Constituer une convention, Monsieur le Président, est un acte de confiance à la condition naturellement d’apporter des réponses aux aspirations exprimées. 

Ce moment est un moment de transmission. D’une certaine manière, c’est la fin de l’acte 1. Et c’est à vous, à la représentation nationale, qu’il appartient désormais d’écrire l’acte 2, puis quand le temps sera venu de revenir vers les citoyennes et citoyens participant, vers le CESE, pour dire les suites que vous aurez donné aux travaux.

Ce faisant, vous Monsieur le Président, et nous toutes et tous avec vous, aurons peut-être ouvert une voie nouvelle.

Face aux grands défis que nous avons à relever, ce n’est pas seulement la France mais toutes les grandes démocraties qui sont en tension, car l’époque demande de prendre des décisions exigeantes, parfois même difficiles, mais acceptées parce que partagées.

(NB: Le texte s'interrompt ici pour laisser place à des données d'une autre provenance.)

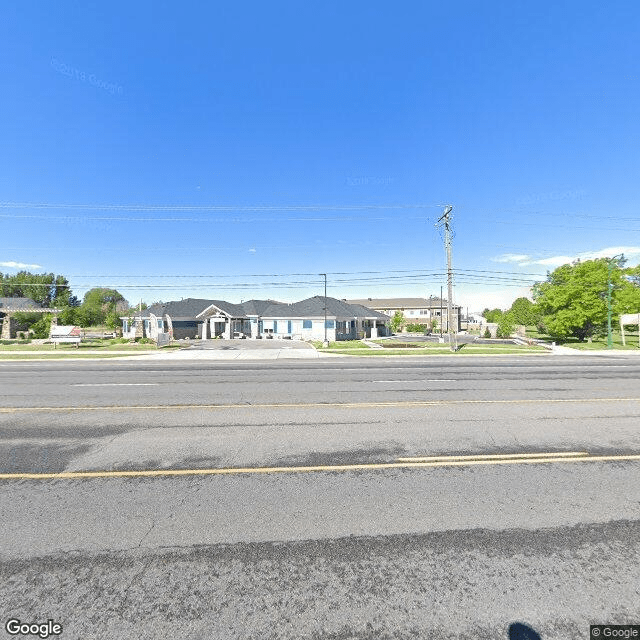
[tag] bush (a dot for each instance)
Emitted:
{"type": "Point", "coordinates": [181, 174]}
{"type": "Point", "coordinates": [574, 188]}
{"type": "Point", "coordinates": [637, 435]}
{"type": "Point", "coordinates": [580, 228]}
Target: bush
{"type": "Point", "coordinates": [42, 328]}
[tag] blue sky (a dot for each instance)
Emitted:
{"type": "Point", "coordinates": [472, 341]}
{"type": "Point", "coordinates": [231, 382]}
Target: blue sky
{"type": "Point", "coordinates": [237, 150]}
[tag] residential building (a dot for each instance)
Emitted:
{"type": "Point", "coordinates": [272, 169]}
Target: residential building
{"type": "Point", "coordinates": [304, 320]}
{"type": "Point", "coordinates": [415, 310]}
{"type": "Point", "coordinates": [10, 306]}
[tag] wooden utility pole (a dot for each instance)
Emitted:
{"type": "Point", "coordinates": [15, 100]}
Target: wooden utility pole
{"type": "Point", "coordinates": [445, 221]}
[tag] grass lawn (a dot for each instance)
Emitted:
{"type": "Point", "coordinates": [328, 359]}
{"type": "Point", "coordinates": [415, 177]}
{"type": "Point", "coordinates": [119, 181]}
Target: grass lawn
{"type": "Point", "coordinates": [340, 345]}
{"type": "Point", "coordinates": [56, 355]}
{"type": "Point", "coordinates": [93, 345]}
{"type": "Point", "coordinates": [431, 348]}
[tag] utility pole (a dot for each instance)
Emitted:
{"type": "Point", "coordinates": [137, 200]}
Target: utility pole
{"type": "Point", "coordinates": [610, 264]}
{"type": "Point", "coordinates": [445, 221]}
{"type": "Point", "coordinates": [441, 314]}
{"type": "Point", "coordinates": [326, 342]}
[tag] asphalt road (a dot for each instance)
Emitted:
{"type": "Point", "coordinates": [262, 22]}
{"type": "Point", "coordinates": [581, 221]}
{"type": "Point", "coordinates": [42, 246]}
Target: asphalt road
{"type": "Point", "coordinates": [270, 549]}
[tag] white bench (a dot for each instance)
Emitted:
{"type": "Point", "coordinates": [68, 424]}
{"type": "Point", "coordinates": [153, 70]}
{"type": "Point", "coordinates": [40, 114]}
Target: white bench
{"type": "Point", "coordinates": [72, 339]}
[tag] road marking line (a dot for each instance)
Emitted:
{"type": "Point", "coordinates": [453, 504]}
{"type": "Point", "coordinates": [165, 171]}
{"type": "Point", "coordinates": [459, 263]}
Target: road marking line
{"type": "Point", "coordinates": [505, 456]}
{"type": "Point", "coordinates": [74, 475]}
{"type": "Point", "coordinates": [314, 405]}
{"type": "Point", "coordinates": [117, 384]}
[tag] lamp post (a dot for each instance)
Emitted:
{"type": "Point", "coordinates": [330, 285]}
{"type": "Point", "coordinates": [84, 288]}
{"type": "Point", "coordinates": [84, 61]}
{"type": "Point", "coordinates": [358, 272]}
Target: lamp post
{"type": "Point", "coordinates": [326, 342]}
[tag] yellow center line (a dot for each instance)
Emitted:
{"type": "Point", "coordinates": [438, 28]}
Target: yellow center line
{"type": "Point", "coordinates": [73, 475]}
{"type": "Point", "coordinates": [311, 405]}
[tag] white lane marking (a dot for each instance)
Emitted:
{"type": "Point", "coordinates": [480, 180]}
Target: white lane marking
{"type": "Point", "coordinates": [498, 456]}
{"type": "Point", "coordinates": [117, 384]}
{"type": "Point", "coordinates": [408, 381]}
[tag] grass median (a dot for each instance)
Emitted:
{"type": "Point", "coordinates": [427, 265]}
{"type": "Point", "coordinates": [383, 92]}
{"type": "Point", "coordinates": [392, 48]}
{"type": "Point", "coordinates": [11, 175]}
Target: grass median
{"type": "Point", "coordinates": [399, 348]}
{"type": "Point", "coordinates": [113, 348]}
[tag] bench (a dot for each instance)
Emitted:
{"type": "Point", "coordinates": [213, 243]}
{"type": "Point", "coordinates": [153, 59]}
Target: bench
{"type": "Point", "coordinates": [72, 339]}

Ce partage n’est ni garanti, ni donné d’avance. Il est une patiente conquête.

L’assemblée que j’ai l’honneur de présider me rend optimiste. 

Des organisations aux intérêts divergents parviennent à s’y accorder, des citoyennes et des citoyens aux parcours différents parviennent à s’y écouter et à délibérer.

J’en conclus qu’une démocratie rythmée par des élections mais alimentée en continu par les citoyens c’est possible, qu’une culture de la délibération plus que de la confrontation c’est possible, qu’un nouveau continuum démocratique articulant démocratie délibérative et démocratie représentative c’est possible.

Non seulement c’est possible mais c’est de nature à faire émerger un nouveau modèle démocratique, un modèle français, plus moderne, plus vivant et plus inclusif.